Mühimmat Bitti…

 Savaş kaybeden İngiliz kumandan divan-ı harbe verildi. Hindistan’da derdest edilerek, İngiltere’nin en güvenli askeri cezaevinde hücreye kondu. Komutan tutuklu olduğu cezaevinde kendinin suçsuz olduğunu ve yenilginin sebeplerini anlatan klasörlerce savunma hazırladı.

Aylar sonra duruşma günü geldi çattı.

Savcı iddianamede yazılanları özetle tekrar okudu ve komutanın cezalandırılmasını istedi.

Hâkim, sanığa “iddiaları duydun, kendini savun” dedi.

Masanın üzerindeki klasörlerden 1 numaralı olanını telaşla buldu.

Alnındaki heyecandan oluşan teri sildi ve okumaya başladı.
“Sayın yargıç, savaşı kaybetmemizin birçok sebebi bulunmaktadır.

Şimdi size bunları masanın üzerindeki klasörlerden sırasıyla maddeler halinde sunacağım.”  Ve okumaya başladı:

1) Mühimmat bitti.

2) der demez yargıç hemen araya girdi, sözünü kesti.
Tamam okuma… Mühimmat bittiyse, gerisine gerek yok…” dedi.

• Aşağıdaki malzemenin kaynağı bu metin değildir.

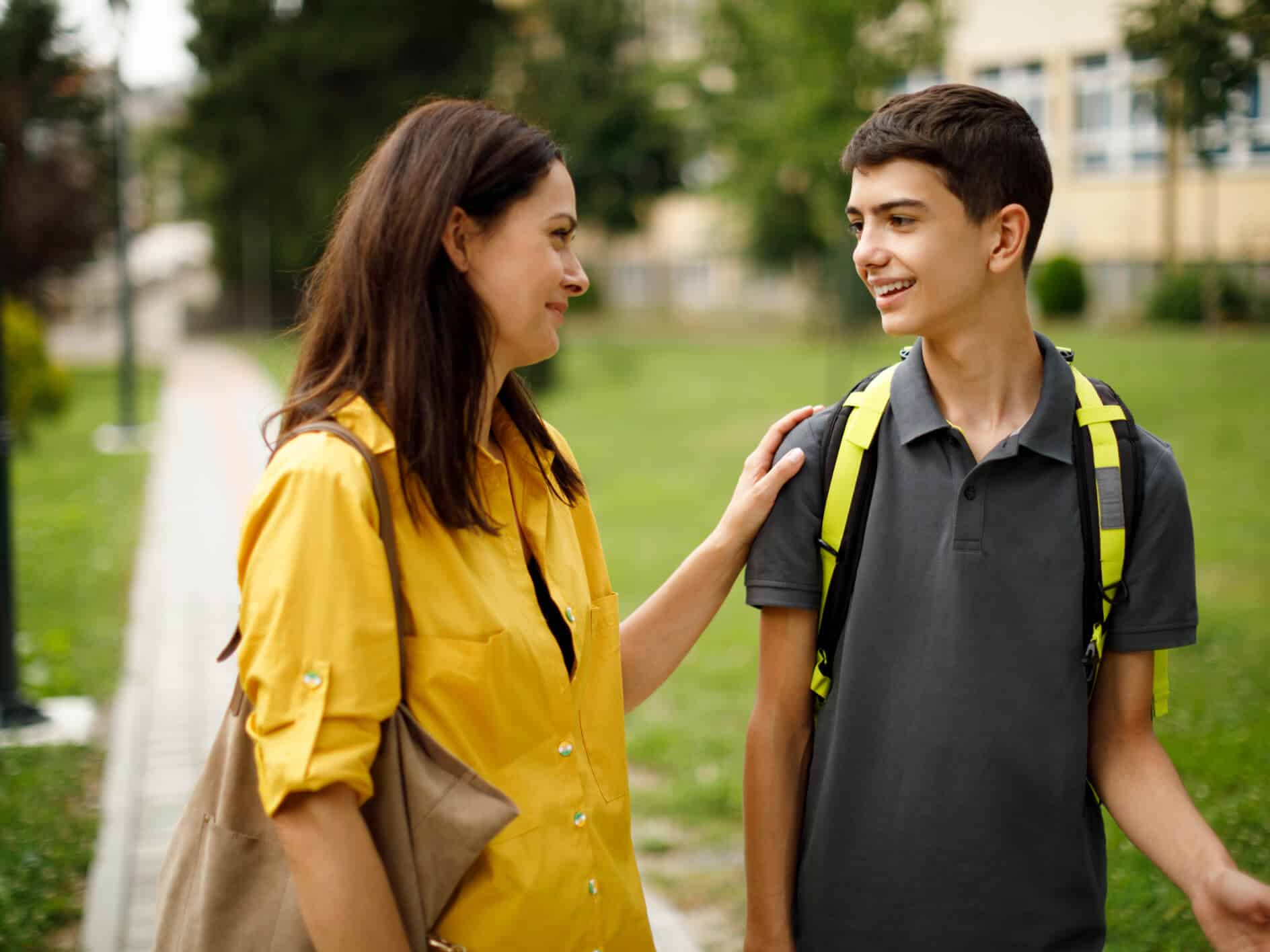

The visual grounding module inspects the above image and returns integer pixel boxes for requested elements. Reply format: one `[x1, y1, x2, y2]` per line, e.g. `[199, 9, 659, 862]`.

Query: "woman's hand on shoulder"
[716, 406, 823, 550]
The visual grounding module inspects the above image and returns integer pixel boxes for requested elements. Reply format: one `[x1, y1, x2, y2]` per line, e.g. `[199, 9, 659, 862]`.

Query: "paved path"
[81, 344, 696, 952]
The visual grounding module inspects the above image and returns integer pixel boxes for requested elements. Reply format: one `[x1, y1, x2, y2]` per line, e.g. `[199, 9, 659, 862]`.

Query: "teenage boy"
[744, 85, 1270, 952]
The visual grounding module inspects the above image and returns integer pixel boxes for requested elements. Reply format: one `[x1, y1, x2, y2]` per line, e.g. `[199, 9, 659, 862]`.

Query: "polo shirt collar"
[890, 334, 1076, 463]
[890, 338, 948, 446]
[1018, 334, 1076, 463]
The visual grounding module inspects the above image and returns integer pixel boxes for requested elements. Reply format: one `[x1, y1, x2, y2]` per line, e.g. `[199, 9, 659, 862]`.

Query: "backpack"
[811, 346, 1168, 716]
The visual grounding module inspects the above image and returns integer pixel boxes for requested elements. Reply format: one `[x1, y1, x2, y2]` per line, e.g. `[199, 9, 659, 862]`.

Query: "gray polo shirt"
[745, 334, 1197, 952]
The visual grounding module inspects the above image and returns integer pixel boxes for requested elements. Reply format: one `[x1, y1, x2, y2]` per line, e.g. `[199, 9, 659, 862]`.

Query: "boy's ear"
[441, 206, 480, 274]
[988, 204, 1031, 274]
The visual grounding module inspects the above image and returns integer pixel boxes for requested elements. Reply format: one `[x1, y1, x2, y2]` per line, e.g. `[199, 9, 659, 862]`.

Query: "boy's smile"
[847, 159, 992, 336]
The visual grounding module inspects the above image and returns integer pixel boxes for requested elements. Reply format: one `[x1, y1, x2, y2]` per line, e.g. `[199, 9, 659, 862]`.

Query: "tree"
[493, 0, 682, 231]
[182, 0, 509, 321]
[1124, 0, 1270, 266]
[702, 0, 944, 286]
[0, 0, 107, 297]
[180, 0, 679, 327]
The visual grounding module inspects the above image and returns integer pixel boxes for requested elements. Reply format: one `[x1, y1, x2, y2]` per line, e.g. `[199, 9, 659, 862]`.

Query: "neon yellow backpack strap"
[811, 364, 899, 701]
[1072, 367, 1168, 716]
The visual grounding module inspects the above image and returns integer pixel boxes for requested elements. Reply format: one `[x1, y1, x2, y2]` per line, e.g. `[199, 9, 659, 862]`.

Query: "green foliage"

Ülkenin şer güçlerin provakasyona açık hale geldiği şu günlerde, özellikle yöneticilerin çok hassas olması gerekirken, medyanın büyük bölümünün de katkısıyla halkın iyice gerildiği görülmelidir.
Halkın güvenliğini sağlamakla görevli personelin Rus Büyükelçisini hedef alması, medyada yapılan Halep yayınlarından bağımsız düşünülemez.

Muhtemelen uçak olayındaki gibi, bu olay da Fetö Terör Örgütünün üzerinde kalabilir.

Halep mezalimini protesto etmek başka, eylem yapmak başkadır. 
Tuzun kokması bu olsa gerek.
Devletin polisi de terör eylemi yapıyorsa gerisini yazmaya gerek yok.